Thank you for the fast reply! I sincerely appreciate it. A WebeEx would be very helpful. This is a dev environment that only I control so there should be no sharing issues. There's no sensitive data on the environment or my machine. It very well could be a config detail I missed during initial stand-up.
How do we go about setting up a screen share? I have a Teams environment or we can use WebEx if you have it available.
I have Webex I can send it out. Email me dale.bingham@cingulara.com and we can set it up.

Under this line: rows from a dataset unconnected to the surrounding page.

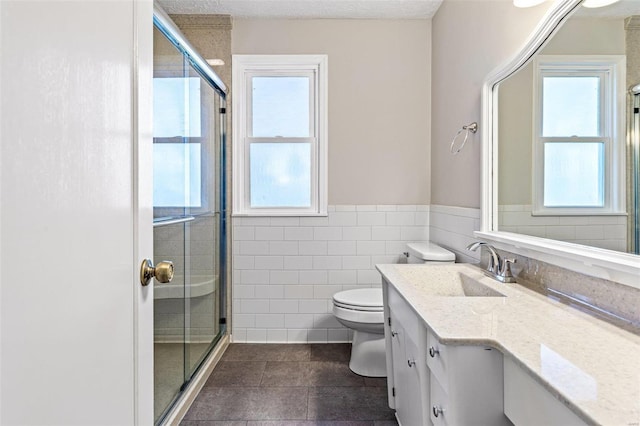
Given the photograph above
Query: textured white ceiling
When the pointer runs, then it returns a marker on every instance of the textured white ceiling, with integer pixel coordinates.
(345, 9)
(622, 9)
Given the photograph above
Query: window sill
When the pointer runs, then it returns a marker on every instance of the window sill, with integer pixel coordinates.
(572, 212)
(280, 214)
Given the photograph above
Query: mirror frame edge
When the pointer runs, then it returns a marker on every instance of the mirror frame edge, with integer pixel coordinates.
(620, 267)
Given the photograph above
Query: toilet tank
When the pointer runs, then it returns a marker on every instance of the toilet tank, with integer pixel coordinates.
(428, 252)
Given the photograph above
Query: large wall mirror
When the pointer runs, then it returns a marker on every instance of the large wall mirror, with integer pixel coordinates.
(564, 136)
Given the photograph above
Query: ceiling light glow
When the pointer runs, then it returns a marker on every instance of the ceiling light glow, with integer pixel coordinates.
(598, 3)
(527, 3)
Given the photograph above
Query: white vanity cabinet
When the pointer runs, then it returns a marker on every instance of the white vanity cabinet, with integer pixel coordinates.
(466, 385)
(434, 384)
(406, 352)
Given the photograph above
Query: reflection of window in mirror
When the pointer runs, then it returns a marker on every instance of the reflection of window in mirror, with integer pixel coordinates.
(577, 135)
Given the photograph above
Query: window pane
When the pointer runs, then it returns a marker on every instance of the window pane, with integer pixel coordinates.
(574, 174)
(280, 106)
(280, 174)
(176, 175)
(571, 106)
(176, 107)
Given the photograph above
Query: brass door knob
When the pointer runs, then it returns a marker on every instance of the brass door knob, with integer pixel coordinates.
(162, 272)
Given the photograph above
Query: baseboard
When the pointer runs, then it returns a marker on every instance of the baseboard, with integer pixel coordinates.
(175, 416)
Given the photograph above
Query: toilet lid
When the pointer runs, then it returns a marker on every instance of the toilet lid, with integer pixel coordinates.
(361, 299)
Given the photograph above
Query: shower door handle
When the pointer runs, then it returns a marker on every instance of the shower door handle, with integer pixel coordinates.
(162, 272)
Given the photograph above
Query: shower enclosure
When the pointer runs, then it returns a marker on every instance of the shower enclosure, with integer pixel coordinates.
(634, 165)
(189, 211)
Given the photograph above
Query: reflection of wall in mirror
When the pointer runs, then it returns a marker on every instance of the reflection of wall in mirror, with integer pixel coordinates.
(581, 36)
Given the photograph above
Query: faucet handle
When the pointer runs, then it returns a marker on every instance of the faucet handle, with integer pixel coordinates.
(506, 268)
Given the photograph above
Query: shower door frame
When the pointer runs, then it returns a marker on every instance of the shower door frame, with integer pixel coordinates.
(165, 25)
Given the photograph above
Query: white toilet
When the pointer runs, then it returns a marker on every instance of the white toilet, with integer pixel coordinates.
(362, 311)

@wilkerd1 did this ever get fixed? We have a chart to make the openrmf-web and its APIs work in K8s. I use it in EKS. And the APIs have a section like this that uses the NGINX ingress. Maybe that setup did not use the NGINX ingress controller and that has to be cleaned up? Let me know. This is an older one and I am working to go through them to make sure no-one is left hanging.
---
apiVersion: networking.k8s.io/v1
kind: Ingress
metadata:
name: openrmf-read-ingress
namespace: {{.Values.namespace}}
labels:
app.kubernetes.io/name: openrmf
helm.sh/chart: {{ .Chart.Name }}-{{ .Chart.Version }}
app.kubernetes.io/component: read-api-ingress
app.kubernetes.io/instance: {{ .Release.Name }}
app.kubernetes.io/revision: "{{ .Release.Revision }}"

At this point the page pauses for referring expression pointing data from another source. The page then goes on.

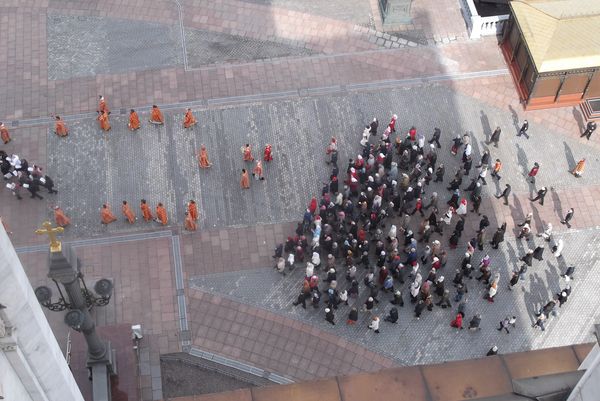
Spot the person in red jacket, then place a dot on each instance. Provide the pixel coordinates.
(533, 172)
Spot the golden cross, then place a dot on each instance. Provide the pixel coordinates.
(51, 232)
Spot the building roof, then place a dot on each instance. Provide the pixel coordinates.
(473, 379)
(560, 34)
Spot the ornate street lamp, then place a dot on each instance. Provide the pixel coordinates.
(64, 268)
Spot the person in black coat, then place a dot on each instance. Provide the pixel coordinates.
(397, 299)
(495, 138)
(498, 236)
(373, 126)
(393, 316)
(329, 316)
(436, 137)
(569, 272)
(523, 130)
(528, 258)
(541, 194)
(504, 194)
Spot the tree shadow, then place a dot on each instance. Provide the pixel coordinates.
(515, 118)
(569, 155)
(485, 124)
(579, 118)
(557, 203)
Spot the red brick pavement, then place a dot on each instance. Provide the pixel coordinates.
(144, 293)
(233, 249)
(499, 91)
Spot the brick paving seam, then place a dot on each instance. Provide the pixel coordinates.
(270, 96)
(431, 338)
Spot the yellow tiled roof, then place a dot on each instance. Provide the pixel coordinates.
(560, 34)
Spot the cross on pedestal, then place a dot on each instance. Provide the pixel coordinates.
(55, 245)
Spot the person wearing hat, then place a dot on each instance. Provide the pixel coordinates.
(523, 129)
(393, 316)
(541, 194)
(568, 217)
(495, 138)
(368, 306)
(374, 324)
(329, 316)
(436, 137)
(60, 217)
(352, 316)
(493, 351)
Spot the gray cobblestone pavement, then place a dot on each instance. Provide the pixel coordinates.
(206, 47)
(357, 11)
(431, 339)
(159, 163)
(80, 46)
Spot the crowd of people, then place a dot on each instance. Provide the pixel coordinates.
(19, 176)
(364, 220)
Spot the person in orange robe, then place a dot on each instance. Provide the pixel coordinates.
(102, 106)
(6, 228)
(579, 168)
(134, 120)
(104, 121)
(161, 214)
(203, 158)
(248, 154)
(189, 222)
(245, 181)
(4, 134)
(60, 128)
(268, 156)
(146, 210)
(156, 116)
(193, 209)
(106, 215)
(189, 119)
(257, 172)
(128, 213)
(60, 217)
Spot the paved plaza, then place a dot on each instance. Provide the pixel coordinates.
(291, 74)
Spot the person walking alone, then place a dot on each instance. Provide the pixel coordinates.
(533, 172)
(541, 194)
(504, 194)
(495, 138)
(589, 130)
(568, 217)
(523, 130)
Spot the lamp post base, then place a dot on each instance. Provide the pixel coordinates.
(102, 369)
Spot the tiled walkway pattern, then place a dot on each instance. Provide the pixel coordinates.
(341, 54)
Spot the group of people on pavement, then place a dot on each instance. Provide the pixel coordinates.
(356, 240)
(19, 176)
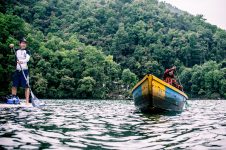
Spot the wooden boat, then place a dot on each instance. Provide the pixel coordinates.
(152, 94)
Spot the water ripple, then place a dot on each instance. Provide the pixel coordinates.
(104, 124)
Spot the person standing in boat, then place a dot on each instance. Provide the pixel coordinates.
(169, 77)
(23, 56)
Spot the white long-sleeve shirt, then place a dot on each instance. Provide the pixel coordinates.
(23, 55)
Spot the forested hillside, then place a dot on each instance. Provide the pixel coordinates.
(100, 48)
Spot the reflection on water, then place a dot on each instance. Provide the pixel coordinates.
(104, 124)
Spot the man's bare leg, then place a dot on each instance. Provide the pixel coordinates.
(27, 94)
(14, 90)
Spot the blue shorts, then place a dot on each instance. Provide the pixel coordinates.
(19, 80)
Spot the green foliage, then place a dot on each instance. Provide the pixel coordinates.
(91, 49)
(207, 80)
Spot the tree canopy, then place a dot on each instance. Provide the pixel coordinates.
(85, 49)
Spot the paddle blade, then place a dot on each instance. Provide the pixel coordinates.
(35, 101)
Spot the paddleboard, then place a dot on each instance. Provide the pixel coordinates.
(21, 105)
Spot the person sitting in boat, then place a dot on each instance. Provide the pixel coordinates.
(170, 78)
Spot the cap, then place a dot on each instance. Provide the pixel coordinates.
(23, 40)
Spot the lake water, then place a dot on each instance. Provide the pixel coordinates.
(105, 124)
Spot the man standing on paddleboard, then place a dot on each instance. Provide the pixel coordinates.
(22, 58)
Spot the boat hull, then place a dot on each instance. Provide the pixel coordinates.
(153, 94)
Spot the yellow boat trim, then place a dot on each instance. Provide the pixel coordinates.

app.kubernetes.io/version: "{{ .Chart.AppVersion }}"
app.kubernetes.io/managed-by: helm
annotations:
kubernetes.io/ingress.class: nginx
nginx.ingress.kubernetes.io/ssl-redirect: "false"
nginx.ingress.kubernetes.io/rewrite-target: /$2
nginx.ingress.kubernetes.io/cors-allow-methods: "GET, OPTIONS"
nginx.ingress.kubernetes.io/proxy-body-size: 5m
spec:
rules:
- host: {{.Values.dnsName}}
http:
paths:
- path: /api/read(/|$)(.*)
pathType: Prefix
backend:
service:
name: openrmf-read
port:
number: 8080
This is a Kubernetes ingress issue on configuration...waiting for reply.
Nothing heard so closing this.
I finally have OpenRMF from the master branch running on Rancher RKE2, including Keycloak config, and am able to pull up the app and login. I did have to resort to upgrading the Keycloak image to a newer verison. 12.0.3 as configured suffered from a show stopping bug preventing getting the app to auth. Moving to 15.0.1 seemed to resolve the issues.
After logging in I notice the browser keeps refreshing every second or so and doesn't allow for entering data: as soon as you start typing the screen blinks and presto its gone.
Jumped on the cluster, looked around, then followed the NGINX log file and see it repeatedly logging error messages from the open() function complaining of missing files/directories in the form: /usr/share/nginx/html/api/xxxxx/xxxx/xxxx. It seems as this open() call is failing on everything really.
Opened a shell on the NGINX pod and looked in the doc root /usr/share/nginx/html and sure enough the file/dirs it's complaining about are not there. The other files for the site are, but these are missing.
Is this a bug in the install/config/setup of OpenRMF or did a step get missed when deploying and configuring? The app surfaces but is mostly unusable at this point until I can resolve?